Auditor Independence and Unpaid Fees

Regulators are increasingly concerned about auditors who have unpaid professional fees and the potential impact of unpaid fees on auditor independence. A recent discipline decision illustrates the implication of unpaid fees on audit independence.

In this case, the audit firm had been the auditors of a public company whose shares were delisted from the TSX. To regain listing on the TSX, the company was required to complete its outstanding 2010-2012 financial statements and obtain an audit opinion on those financial statements. In 2012, the company was able to raise funds to retain the auditors to complete its audit of the outstanding financial statements and to commence an audit of the 2013 fiscal year. 

By the spring of 2014, the audits of the 2010 to 2013 financial statements were near completion. However, by this time the outstanding professional fees totalled approximately $163,000. Accordingly, the audit firm took the position they were unable to complete the audits and sign the audit reports without an arrangement being made with respect to the outstanding fees.

The corporation objected to the audit firm’s position, ceased all interactions with the audit firm, and filed a complaint with the Chartered Public Accountants of Alberta (“CPAA”). After an investigation by the Complaints Inquiry Committee (“CIC”) of the CPAA, the CIC issued the following charges:

  • The audit firm failed to release audited financial statements prepared for the client for 2010-2013 fiscal year-ends due to delinquent or unpaid fees and fees in dispute with the client.
  • The partner of the audit firm, acting alone or as a representative of the audit firm, failed to release audited financial statements prepared for the client for fiscal year-ends 2010-2013 due to delinquent or unpaid fees and fees in dispute with the client. 

The charges proceeded to a Discipline Hearing. The expert retained by the CIC held that an audit firm had two options when faced with unpaid fees: it could conclude it was not independent and resign; or proceed to complete the audits.

The expert stated that, in this case, the audit firm should have completed the audits notwithstanding outstanding professional fees. The expert’s reasoning was based partially on the expert’s observation that the audits were substantially complete, with only minor procedures required before issuance of the financial statements and audit reports.

Contrastingly, the expert retained by the audit firm opined that:

  • It was appropriate for the audit firm to conclude that there was a threat to their independence with outstanding professional fees of approximately $163,000.
  • As long as an arrangement to pay professional fees may be reached, the audit firm could still be independent and could proceed to sign the audit reports.  Absent any such arrangement, it would not be appropriate for the audit firm to sign the audit reports.
  • Since an arrangement was not reached with respect to outstanding professional fees, it would have been unprofessional for the audit firm to sign the audit reports.
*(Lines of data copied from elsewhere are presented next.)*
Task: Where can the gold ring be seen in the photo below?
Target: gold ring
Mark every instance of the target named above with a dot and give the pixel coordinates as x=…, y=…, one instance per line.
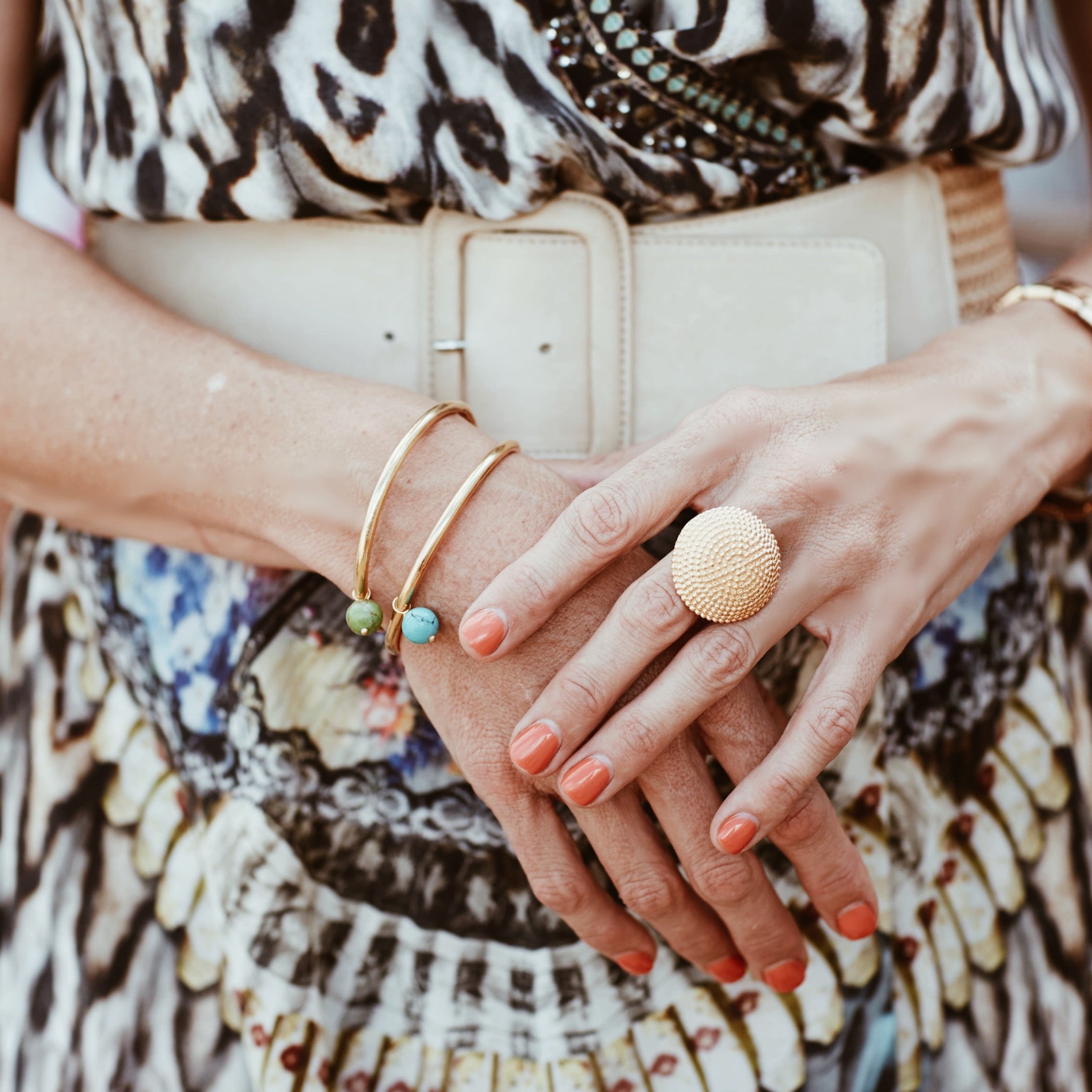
x=726, y=565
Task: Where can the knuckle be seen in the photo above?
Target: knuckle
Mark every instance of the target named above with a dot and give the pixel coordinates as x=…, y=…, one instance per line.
x=601, y=518
x=724, y=655
x=721, y=882
x=560, y=892
x=640, y=736
x=581, y=692
x=653, y=894
x=783, y=790
x=532, y=589
x=805, y=820
x=833, y=722
x=653, y=604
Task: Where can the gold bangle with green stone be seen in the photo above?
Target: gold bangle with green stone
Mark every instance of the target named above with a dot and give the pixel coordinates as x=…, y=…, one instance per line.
x=365, y=615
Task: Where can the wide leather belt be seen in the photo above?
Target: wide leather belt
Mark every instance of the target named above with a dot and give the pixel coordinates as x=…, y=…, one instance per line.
x=576, y=332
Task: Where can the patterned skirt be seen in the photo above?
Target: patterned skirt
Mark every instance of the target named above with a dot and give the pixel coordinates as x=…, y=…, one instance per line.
x=234, y=854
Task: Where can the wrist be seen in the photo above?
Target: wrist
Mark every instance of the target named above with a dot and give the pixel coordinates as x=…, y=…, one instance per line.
x=1049, y=353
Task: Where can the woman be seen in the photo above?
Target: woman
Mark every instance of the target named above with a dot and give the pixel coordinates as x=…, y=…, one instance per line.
x=203, y=768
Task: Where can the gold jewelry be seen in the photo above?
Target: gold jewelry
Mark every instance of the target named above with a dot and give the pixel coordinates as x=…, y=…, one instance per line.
x=420, y=624
x=1070, y=295
x=365, y=615
x=726, y=565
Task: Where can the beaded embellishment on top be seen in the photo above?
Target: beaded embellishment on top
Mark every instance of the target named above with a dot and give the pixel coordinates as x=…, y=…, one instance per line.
x=656, y=101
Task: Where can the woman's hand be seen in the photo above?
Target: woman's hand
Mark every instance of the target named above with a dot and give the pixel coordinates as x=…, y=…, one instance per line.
x=888, y=492
x=723, y=914
x=155, y=428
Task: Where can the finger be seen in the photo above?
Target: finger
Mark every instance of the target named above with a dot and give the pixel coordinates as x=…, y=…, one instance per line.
x=822, y=726
x=683, y=795
x=711, y=663
x=648, y=619
x=741, y=730
x=649, y=882
x=601, y=525
x=584, y=473
x=563, y=882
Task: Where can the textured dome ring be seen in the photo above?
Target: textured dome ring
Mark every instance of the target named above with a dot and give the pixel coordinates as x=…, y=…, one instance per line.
x=726, y=565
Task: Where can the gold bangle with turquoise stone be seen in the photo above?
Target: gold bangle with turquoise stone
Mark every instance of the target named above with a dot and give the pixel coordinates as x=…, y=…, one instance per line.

Ultimately, the Discipline Tribunal concluded that the audit firm was not guilty of the charges. The Discipline Tribunal noted that the outstanding fees were neither trivial nor inconsequential, which was agreed upon by both expert witnesses. Further, the Discipline Tribunal found that even if all other audit procedures had been completed up to the time of signing the various audit reports, the audit firm was correct in not signing the audit reports until the matter of outstanding fees with the client was resolved.

This decision of the Discipline Tribunal is consistent with a Discipline Tribunal decision in British Columbia which is described in the CPABC In Focus article by Chris Utley, “Unpaid Professional Fees Can Threaten Independence”. In that case, the British Columbia Professional Conduct Enquiry Committee held that, in the presence of significant unpaid professional fees, it was unprofessional for the audit firm to complete audit reports even if the firm had taken steps to mitigate the threat to their independence.

In this case, the audit firm could have done a better job in communicating with the client.  It appeared that the client did not fully appreciate how unpaid professional fees could be a threat to auditor independence, nor did the client fully appreciate how it could constitute unprofessional conduct if the audit firm were to complete the audit reports in the face of significant unpaid fees.

Where there are significant unpaid fees from prior year’s engagements, this decision suggests that audit firms should:

  1. Arrange for payment of outstanding professional fees from prior year’s engagements, or make satisfactory arrangements for payment; and
  2. Be clear to the client that the audit firm is prohibited from issuing audit reports where there are significant outstanding professional fees from a prior year. 

In this particular case, no appeal was filed by the CIC from the decision of the Discipline Tribunal.